O ALEIJADO

Em agosto de 1995 estive pela primeira vez em Pequim para participar de uma Conferência da Federação Internacional de Controle Automático IFAC.  Geralmente, essas conferências providenciam alguns passeios com os participantes.  Além de divulgação turística e cultural, têm como objetivo principal a interação entre os pesquisadores.

Estávamos dentro de um ônibus que sairia do local da conferência para visitar a Grande Muralha e havia uma guia muito eloquente que explicava o que deveríamos encontrar.  Ela também estava aberta a perguntas e logo perguntaram sobre o massacre da Praça da Paz Celestial que havia ocorrido alguns anos antes (1989).  Ela deu a explicação oficial, obviamente.

Foi quando um participante da conferência - Coreano - resolveu mudar o rumo das perguntas.  “Fale-nos como é que as moças chinesas namoram” disse ele, claramente chavecando a guia, que era uma chinesa esguia e bonita.

A moça deu um sorriso enigmático e começou sua explanação: “aqui na China nós mulheres valorizamos muito a altura dos homens e os dividimos em 3 classes: acima de 1,80 m , entre 1,80 e 1,75m  e os aleijados (handicapped)”.  O Coreano que tinha, aproximadamente 1,70 m, entendeu a deixa e recolheu-se à sua insignificância de “aleijado”.

Procurei segurar o riso e, em seguida, comecei a ficar indignado.  Tentei me colocar no lugar do Coreano. O que ele havia feito de errado para ser humilhado daquela maneira ?  Mesmo que a guia não estivesse interessada na abordagem do Coreano - que, diga-se de passagem, foi muito cortês - ela deveria estar grata por ele ter desviado uma conversa incômoda.  

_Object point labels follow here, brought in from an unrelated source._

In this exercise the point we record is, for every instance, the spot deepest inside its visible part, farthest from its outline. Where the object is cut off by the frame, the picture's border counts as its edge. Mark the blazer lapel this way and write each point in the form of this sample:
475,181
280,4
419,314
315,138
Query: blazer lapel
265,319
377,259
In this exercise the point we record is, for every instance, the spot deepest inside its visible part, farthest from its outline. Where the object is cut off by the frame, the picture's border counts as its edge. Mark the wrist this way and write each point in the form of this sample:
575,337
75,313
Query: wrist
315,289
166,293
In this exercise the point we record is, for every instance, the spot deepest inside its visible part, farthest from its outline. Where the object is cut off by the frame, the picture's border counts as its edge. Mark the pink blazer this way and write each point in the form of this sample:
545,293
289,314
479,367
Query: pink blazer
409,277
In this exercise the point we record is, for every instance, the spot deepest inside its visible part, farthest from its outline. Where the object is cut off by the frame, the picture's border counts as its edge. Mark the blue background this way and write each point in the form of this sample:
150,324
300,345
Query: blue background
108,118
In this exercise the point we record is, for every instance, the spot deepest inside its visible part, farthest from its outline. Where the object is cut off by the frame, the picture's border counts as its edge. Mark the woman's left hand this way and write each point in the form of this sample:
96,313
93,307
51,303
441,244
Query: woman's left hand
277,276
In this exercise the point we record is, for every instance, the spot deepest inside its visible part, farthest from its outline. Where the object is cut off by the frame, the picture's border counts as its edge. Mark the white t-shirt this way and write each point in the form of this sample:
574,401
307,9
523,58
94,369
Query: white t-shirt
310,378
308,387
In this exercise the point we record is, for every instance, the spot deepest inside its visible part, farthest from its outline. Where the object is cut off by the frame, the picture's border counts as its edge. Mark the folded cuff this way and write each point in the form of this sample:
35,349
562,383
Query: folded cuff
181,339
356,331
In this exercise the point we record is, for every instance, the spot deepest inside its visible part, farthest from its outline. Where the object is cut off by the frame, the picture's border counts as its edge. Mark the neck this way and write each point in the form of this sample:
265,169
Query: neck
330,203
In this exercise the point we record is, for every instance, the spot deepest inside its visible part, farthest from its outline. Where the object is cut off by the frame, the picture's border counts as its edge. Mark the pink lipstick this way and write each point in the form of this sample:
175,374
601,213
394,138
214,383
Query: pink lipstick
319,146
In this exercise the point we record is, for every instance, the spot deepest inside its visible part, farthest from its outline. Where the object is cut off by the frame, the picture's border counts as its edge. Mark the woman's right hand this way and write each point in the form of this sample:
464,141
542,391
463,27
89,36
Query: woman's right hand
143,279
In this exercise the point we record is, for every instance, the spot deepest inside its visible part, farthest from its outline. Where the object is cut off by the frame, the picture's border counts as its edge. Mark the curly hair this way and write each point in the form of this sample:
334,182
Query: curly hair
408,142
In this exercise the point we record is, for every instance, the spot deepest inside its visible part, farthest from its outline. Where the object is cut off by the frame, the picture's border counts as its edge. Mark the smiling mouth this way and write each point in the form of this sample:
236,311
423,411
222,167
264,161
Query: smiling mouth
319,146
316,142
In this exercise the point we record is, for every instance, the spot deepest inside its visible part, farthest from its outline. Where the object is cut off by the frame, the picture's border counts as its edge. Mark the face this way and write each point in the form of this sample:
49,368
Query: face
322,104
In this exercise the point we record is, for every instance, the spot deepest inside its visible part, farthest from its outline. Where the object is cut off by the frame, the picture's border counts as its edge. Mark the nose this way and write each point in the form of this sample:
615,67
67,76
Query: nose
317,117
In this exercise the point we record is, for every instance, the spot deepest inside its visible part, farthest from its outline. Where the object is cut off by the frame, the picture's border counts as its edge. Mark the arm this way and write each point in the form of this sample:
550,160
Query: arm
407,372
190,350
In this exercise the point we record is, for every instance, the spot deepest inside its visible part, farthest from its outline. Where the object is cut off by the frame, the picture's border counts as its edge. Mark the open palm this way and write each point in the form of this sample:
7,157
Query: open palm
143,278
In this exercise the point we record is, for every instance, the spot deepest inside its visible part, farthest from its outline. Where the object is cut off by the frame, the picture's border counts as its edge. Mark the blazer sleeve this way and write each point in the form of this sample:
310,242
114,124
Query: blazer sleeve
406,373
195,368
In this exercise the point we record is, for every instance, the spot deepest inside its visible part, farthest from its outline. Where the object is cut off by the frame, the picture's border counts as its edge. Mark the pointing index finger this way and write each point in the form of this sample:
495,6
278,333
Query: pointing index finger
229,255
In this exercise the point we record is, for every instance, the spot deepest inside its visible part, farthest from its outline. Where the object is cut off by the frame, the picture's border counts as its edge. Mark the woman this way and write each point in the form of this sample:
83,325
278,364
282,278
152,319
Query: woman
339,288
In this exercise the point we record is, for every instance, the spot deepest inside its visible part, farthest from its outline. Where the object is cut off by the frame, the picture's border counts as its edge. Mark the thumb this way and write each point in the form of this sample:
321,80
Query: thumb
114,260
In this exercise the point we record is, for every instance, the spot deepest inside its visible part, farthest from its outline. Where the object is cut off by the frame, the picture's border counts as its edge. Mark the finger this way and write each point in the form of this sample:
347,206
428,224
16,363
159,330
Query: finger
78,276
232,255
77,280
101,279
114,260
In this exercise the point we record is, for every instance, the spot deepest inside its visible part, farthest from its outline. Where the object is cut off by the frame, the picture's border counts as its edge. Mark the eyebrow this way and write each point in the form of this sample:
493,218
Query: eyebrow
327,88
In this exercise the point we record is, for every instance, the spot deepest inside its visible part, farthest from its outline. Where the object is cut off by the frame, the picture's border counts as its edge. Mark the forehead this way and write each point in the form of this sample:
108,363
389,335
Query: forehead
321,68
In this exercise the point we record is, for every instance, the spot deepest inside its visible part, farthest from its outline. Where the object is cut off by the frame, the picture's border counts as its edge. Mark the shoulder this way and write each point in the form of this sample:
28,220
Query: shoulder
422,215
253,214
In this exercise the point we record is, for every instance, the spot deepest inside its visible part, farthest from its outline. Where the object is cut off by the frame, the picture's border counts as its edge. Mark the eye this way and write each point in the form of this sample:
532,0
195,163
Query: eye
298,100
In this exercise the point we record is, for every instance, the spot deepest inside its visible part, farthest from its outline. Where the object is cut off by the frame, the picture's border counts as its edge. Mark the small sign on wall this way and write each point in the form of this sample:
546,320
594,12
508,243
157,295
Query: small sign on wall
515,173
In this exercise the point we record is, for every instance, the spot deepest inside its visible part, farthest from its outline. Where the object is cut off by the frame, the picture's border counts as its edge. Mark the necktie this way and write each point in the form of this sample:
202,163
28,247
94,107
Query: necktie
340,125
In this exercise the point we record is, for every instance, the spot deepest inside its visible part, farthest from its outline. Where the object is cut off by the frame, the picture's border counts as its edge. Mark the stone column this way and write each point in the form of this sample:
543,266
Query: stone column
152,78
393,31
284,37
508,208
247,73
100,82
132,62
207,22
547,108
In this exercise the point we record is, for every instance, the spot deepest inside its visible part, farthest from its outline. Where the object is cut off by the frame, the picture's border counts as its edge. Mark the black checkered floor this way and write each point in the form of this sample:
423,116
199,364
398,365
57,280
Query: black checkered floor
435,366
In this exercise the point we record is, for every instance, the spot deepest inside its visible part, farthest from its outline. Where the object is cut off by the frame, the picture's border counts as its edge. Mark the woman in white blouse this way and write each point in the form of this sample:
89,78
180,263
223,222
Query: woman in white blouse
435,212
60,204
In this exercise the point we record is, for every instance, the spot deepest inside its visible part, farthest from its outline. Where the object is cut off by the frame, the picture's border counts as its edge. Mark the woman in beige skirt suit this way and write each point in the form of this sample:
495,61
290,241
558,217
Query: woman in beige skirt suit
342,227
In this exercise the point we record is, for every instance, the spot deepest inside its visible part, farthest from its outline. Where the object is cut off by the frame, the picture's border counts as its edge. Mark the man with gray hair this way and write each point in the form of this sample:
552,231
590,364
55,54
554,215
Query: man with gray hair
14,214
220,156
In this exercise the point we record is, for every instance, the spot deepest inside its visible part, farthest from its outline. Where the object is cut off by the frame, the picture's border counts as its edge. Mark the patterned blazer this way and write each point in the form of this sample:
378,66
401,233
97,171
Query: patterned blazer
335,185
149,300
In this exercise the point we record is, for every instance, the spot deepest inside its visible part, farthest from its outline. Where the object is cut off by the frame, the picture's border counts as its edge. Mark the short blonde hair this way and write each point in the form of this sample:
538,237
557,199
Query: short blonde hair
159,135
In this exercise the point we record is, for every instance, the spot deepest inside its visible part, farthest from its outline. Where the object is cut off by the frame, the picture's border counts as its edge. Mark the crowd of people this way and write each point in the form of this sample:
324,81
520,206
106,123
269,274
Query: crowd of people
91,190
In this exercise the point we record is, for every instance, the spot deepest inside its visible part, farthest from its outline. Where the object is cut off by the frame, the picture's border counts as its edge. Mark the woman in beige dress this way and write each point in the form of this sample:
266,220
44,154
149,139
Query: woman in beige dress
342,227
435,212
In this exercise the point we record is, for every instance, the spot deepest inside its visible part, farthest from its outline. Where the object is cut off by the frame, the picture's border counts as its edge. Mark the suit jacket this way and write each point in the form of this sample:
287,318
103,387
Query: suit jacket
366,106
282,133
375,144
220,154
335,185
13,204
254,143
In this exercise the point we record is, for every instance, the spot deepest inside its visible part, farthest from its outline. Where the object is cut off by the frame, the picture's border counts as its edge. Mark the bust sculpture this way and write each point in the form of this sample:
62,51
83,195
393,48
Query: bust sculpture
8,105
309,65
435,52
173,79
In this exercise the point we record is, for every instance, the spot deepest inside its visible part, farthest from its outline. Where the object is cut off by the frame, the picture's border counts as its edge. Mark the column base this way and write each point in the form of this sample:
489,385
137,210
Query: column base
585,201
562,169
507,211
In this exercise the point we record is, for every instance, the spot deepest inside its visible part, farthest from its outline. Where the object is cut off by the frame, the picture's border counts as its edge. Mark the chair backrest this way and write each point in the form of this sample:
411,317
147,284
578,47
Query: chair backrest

Fiquei imaginando se ela tivesse dito isso para mim.  Minha tréplica vingativa seria: acho que você está confirmando uma lenda sobre os orientais. Por isso dão importância para esse tipo de tamanho...

Deixando os preconceitos de lado e pensando mais friamente na situação, porque ela teria reagido daquela forma?  Certamente não era por racismo pois eram da mesma etnia e de paises visinhos.  Não creio que ela estivesse cansada de ser assediada, principalmente em um país em que a conduta é controlada.  O mais provável é que ela estava se achando por estar numa posição de destaque.  

Naquela conferência, eu já havia percebido como os estudantes voluntários se mostravam arrogantes por estar se relacionando com estrangeiros (mesmo com um inglês péssimo).  Não seria de estranhar que a guia aproveitou a oportunidade para mostrar a um coreano que, naquele momento, ela estava empoderada.  Talvez ela estivesse com a síndrome da abelha que se vê como rainha mas que é apenas um inseto.

Ela perdeu sim uma oportunidade de mostrar grandeza e essa foi ofuscada pela vaidade. Lembrei-me da última frase do filme Advogado do Diabo (que recomendo) dita pelo próprio diabo: “definitivamente, a vaidade é meu pecado predileto”.

Comentários

  1. Acredito que existe preconceito sim, tem muito mais chances de encrencar com alguém que você convive, do que com alguém distante. Não que isso seja caso de um grande conflito, mas como piadas. Como SJC e Jacareí, Rio e São Paulo, São José do Seridó e Cruzeta.
    No final, foi apenas uma chinesa fazendo uma coreano que não era atraente parar de insistir.